You may need to mix etanercept with a liquid (diluent) before using it. If you are using the injections at home, be sure you understand how to properly mix and store the medication.
A child who weighs less than 138 pounds may not be able to use certain forms of etanercept. If a child is using this medicine, tell your doctor if the child has any changes in weight.
Your care provider will show you the best places on your body to inject etanercept. Do not inject into the same place two times in a row. Avoid injecting into skin that is bruised, tender, red, or hard.
You may have pain, redness, swelling, or warmth where the medicine was injected. Call your doctor if these symptoms continue for longer than 5 days.
Use a disposable needle and syringe only once. Follow any state or local laws about throwing away used needles and syringes. Use a puncture-proof "sharps" disposal container (ask your pharmacist where to get one and how to throw it away). Keep this container out of the reach of children and pets.
A single-use prefilled syringe or injection pen is for one use only. Throw away after one use, even if there is still some medicine left in it after injecting your dose.
Do not shake this medicine. Prepare your dose only when you are ready to give an injection. Do not use the medicine if it looks cloudy or has changed colors. Call your pharmacist for new medicine.
Etanercept can weaken your immune system. Your blood may need to be tested often.
If you have ever had hepatitis B, etanercept can cause this condition to come back or get worse. You will need frequent blood tests to check your liver function during treatment and for several months after you stop using this medicine.
If you need surgery, tell the surgeon ahead of time that you are using etanercept.
Store etanercept in its original carton in the refrigerator. Do not freeze. Do not use after the expiration date on the label has passed. After mixing etanercept with a diluent, store in the refrigerator and use within 14 days.
If you need to store etanercept at room temperature, protect the medicine from light and from extreme hot or cold temperatures. Once the medicine has reached room temperature, you should not put it back into the refrigerator.
Throw away any Enbrel not used within 14 days. Throw away any Erelzi not used within 28 days.
What happens if I miss a dose?
Call your doctor for instructions if you miss a dose of etanercept.
What happens if I overdose?
Seek emergency medical attention or call the Poison Help line at 1-800-222-1222.
What should I avoid while using etanercept?
Avoid being near people who are sick or have infections. Call your doctor for preventive treatment if you are exposed to chicken pox.
Do not receive a "live" vaccine while using etanercept. The vaccine may not work as well during this time, and may not fully protect you from disease. Live vaccines include measles, mumps, rubella (MMR), polio, rotavirus, typhoid, yellow fever, varicella (chickenpox), zoster (shingles), and nasal flu (influenza) vaccine.

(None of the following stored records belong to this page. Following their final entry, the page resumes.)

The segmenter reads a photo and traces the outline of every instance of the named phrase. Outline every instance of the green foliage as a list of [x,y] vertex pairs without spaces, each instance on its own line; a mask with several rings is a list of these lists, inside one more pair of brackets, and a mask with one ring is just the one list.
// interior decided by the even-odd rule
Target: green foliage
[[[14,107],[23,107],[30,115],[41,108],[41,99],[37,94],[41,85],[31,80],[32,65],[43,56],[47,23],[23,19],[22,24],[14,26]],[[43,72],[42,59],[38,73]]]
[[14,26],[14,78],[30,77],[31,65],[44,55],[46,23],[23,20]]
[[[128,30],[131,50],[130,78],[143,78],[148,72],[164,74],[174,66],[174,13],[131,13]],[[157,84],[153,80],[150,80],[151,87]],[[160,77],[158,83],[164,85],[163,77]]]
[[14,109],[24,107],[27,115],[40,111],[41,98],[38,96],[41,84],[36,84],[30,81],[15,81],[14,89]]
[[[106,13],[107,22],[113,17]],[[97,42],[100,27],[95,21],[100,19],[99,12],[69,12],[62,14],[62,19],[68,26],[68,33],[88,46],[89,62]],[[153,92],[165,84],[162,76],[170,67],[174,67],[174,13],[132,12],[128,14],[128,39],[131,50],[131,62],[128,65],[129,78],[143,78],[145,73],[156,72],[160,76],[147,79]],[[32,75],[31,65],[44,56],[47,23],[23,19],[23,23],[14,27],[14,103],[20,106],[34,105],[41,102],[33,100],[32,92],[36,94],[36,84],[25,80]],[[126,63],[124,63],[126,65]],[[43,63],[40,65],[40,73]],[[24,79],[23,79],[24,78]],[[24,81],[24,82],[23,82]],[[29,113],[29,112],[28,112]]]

What other drugs will affect etanercept?
Tell your doctor about all your current medicines and any you start or stop using, especially:
- abatacept (Orencia);
- anakinra (Kineret);
- cyclophosphamide (Cytoxan); or
- insulin or oral diabetes medicine.
This list is not complete. Other drugs may interact with etanercept, including prescription and over-the-counter medicines, vitamins, and herbal products. Not all possible interactions are listed in this medication guide.
Where can I get more information?
Your doctor or pharmacist can provide more information about etanercept.